As long as I can remember, I've been wasting my time tip-toeing around my dad because I'm afraid of hurting him, and that's becoming more and more of a problem for me. I understand that he's an overprotective man, but there's certainly a time that you need to step back and realize that your child isn't exactly a child anymore, that you've done all that you can to raise them right. You need to look at the situation logically and let them make their decisions on their own, because if you've instilled the morals that you intended, there shouldn't be any doubt in your mind that they're going to do the right thing.
I want to move out, but realistically, that takes me having a job - something that I would currently have if not for him telling me that I couldn't accept it. Instead, he needed me to get my sister from school, a situation which conflicted with said job. And I want a car, but no, I have to use the money that could be put toward that to pay him rent, which I could be wasting somewhere where I am actually capable of being an adult. I really do understand that I have responsibilities here, and I've accepted that. I've done what he's asked of me with little complaint (at least to him), and I've tried my hardest to make it simple for him. He's a single father, I understand that that's not always going to be easy, but I really do believe that I have to get out of here to be capable of growing as a person. And sure, it's not exactly going to be a piece of cake getting myself out into the world...I haven't tried to pretend it would be, but I believe it's time to figure that out for myself instead of being told so by my father.

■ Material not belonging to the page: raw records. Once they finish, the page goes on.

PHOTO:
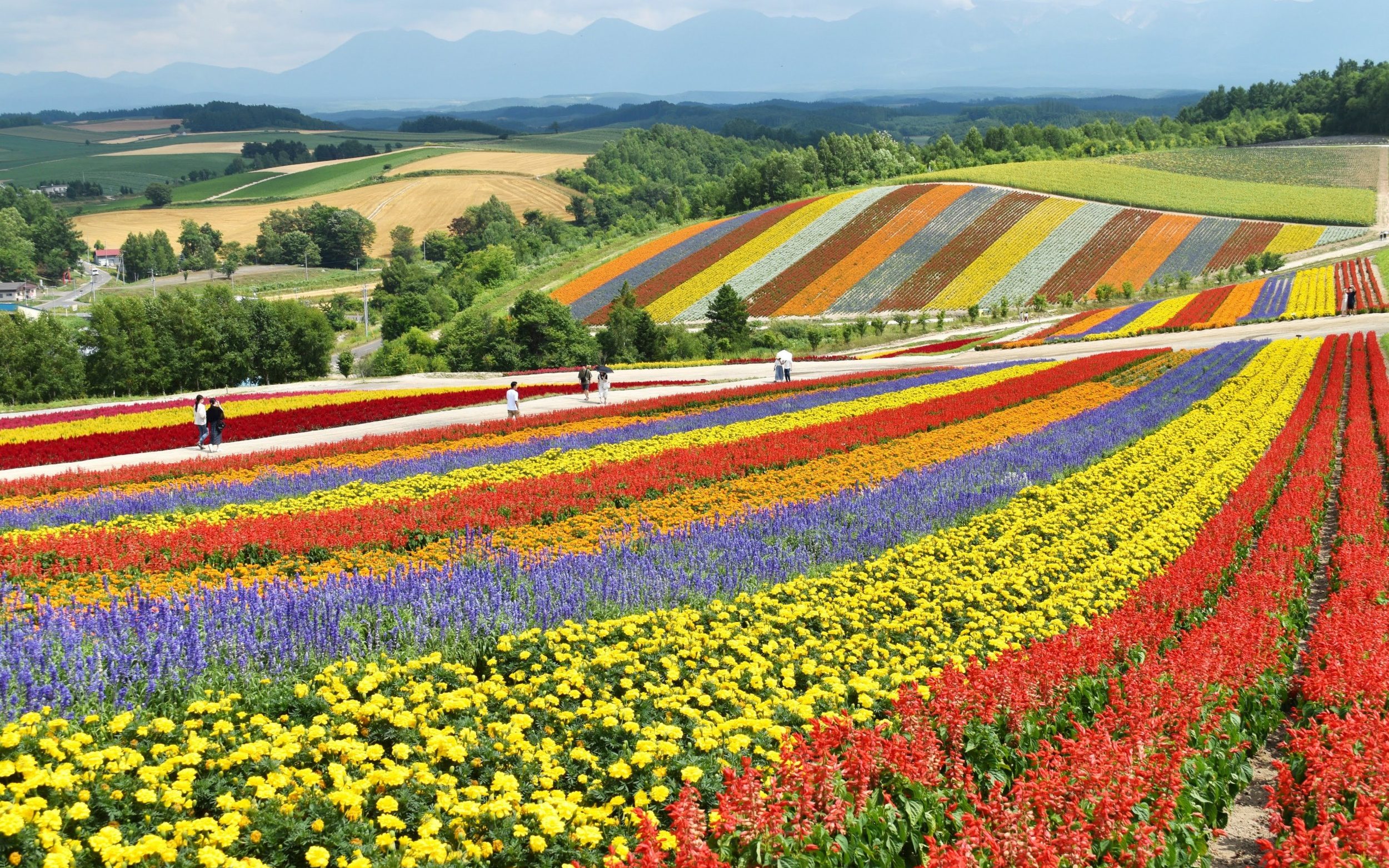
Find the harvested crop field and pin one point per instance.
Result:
(304, 167)
(1331, 167)
(495, 162)
(423, 203)
(184, 148)
(126, 126)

Now he's telling me my other sister may be driving within a month, and that honestly doesn't even bother me. Once she's driving, there's nothing holding me here. I can get a job, I can live the way I want to live, I can leave without feeling like I'm abandoning the family, like I'm leaving them with no way of getting themselves to school. I'm turning twenty in less than a month - fucking twenty, and yet I can't go out on school nights, I can't buy myself the things I need, no, instead I'm treated like a twelve-year-old fucking child. I'm tired of it, and I've been so afraid of disappointing him that I've just kept my mouth shut in order to please him.